The blocks of troops on the parade ground flowed together into a column. Another series of commands, and the formation split and moved forward, opening out like a fan until there was a two-deep line stretching across the parade ground. Another, and they halted in place, the first rank going to one knee and the second rank standing. Another, and each left hand flashed down to that hip, drawing a long sword-bayonet. A rattling click and the knife-edged blades shone in precise alignment, pointing toward an earth-and-log berm along the far side of the parade ground.
Each right hand went to the knob on the back of the rifle's stock, and a lever came up like a monkey's tail to expose the breech. Another movement of the right hand, to the cartridge box at their belts. The nitrated-paper cartridges dropped into the open breeches of the rifles, to be pushed home with a thumb.

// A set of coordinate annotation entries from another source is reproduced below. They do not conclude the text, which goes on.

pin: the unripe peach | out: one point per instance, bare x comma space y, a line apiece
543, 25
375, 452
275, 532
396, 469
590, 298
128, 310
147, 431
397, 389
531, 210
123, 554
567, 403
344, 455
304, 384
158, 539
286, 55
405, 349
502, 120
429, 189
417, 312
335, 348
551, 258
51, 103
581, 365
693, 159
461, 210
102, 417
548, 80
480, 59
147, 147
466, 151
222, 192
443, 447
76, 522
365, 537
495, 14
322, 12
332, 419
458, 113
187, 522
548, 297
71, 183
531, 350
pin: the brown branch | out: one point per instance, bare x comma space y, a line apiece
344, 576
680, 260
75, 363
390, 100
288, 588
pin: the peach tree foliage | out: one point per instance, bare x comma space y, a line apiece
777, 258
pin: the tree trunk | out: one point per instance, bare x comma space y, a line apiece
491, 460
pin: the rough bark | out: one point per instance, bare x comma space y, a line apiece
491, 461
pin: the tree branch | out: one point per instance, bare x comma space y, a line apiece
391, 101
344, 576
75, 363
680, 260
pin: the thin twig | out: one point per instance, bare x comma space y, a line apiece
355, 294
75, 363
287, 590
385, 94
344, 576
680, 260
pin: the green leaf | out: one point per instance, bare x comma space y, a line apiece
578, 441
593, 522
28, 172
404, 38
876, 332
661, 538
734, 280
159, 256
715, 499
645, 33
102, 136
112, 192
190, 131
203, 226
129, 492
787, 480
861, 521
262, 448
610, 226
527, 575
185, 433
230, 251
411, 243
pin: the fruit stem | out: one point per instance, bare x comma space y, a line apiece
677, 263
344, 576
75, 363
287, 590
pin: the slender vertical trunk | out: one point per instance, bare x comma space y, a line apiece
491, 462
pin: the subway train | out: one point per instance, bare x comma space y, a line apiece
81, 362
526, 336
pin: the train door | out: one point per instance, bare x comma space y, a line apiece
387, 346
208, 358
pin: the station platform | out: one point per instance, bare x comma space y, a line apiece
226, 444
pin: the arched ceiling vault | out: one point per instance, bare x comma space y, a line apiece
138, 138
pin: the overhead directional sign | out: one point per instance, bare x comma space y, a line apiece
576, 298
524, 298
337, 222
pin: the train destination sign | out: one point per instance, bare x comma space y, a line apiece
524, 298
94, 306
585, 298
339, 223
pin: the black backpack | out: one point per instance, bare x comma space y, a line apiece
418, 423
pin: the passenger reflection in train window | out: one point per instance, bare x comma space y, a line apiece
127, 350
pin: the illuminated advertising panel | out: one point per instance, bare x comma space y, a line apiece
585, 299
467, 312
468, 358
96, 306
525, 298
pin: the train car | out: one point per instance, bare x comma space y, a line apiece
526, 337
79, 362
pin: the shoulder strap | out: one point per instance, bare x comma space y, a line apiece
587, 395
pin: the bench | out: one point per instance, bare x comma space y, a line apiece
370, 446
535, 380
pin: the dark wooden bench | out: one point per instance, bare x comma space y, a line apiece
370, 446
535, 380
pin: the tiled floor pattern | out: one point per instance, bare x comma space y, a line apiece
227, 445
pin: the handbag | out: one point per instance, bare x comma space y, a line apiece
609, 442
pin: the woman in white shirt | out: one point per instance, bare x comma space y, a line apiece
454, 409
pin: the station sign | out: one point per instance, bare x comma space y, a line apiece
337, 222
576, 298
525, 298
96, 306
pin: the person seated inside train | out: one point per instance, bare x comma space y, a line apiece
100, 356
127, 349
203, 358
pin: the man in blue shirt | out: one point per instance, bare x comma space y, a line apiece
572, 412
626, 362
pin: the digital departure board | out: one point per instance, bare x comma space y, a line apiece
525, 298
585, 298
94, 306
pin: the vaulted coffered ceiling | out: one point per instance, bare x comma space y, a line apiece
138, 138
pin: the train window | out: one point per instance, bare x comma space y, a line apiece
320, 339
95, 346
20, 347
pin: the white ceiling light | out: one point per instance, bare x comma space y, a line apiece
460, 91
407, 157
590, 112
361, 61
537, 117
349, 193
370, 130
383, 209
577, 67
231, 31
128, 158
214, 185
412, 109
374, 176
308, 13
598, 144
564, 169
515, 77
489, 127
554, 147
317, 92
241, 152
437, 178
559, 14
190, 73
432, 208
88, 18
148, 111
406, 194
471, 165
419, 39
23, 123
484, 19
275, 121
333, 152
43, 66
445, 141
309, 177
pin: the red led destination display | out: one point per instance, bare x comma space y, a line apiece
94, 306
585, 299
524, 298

Slap. The levers went down again. Click, and the hammers were pulled back to half cock. Hands dropped to the belts again, this time to bring up the spring-loaded priming flasks. Those rattled against the frizzens, knocking them forward to expose the pan and drop in a measured amount of fine-grain powder. Snick, and the frizzens snapped closed, the sparking surface in position to meet the flint in the hammer's jaws.
"Ready…"
Three hundred and sixty thumbs pulled back the hammers to full cock, a ratcheting metallic sound.
"Aim…"
The rifles came up; there was a slight ripple as each muzzle pointed at one of the man-shaped timber outlines staked to the berm. That had been one of Alston's ideas; better to make the targets as close as possible to what the troops would actually be shooting at.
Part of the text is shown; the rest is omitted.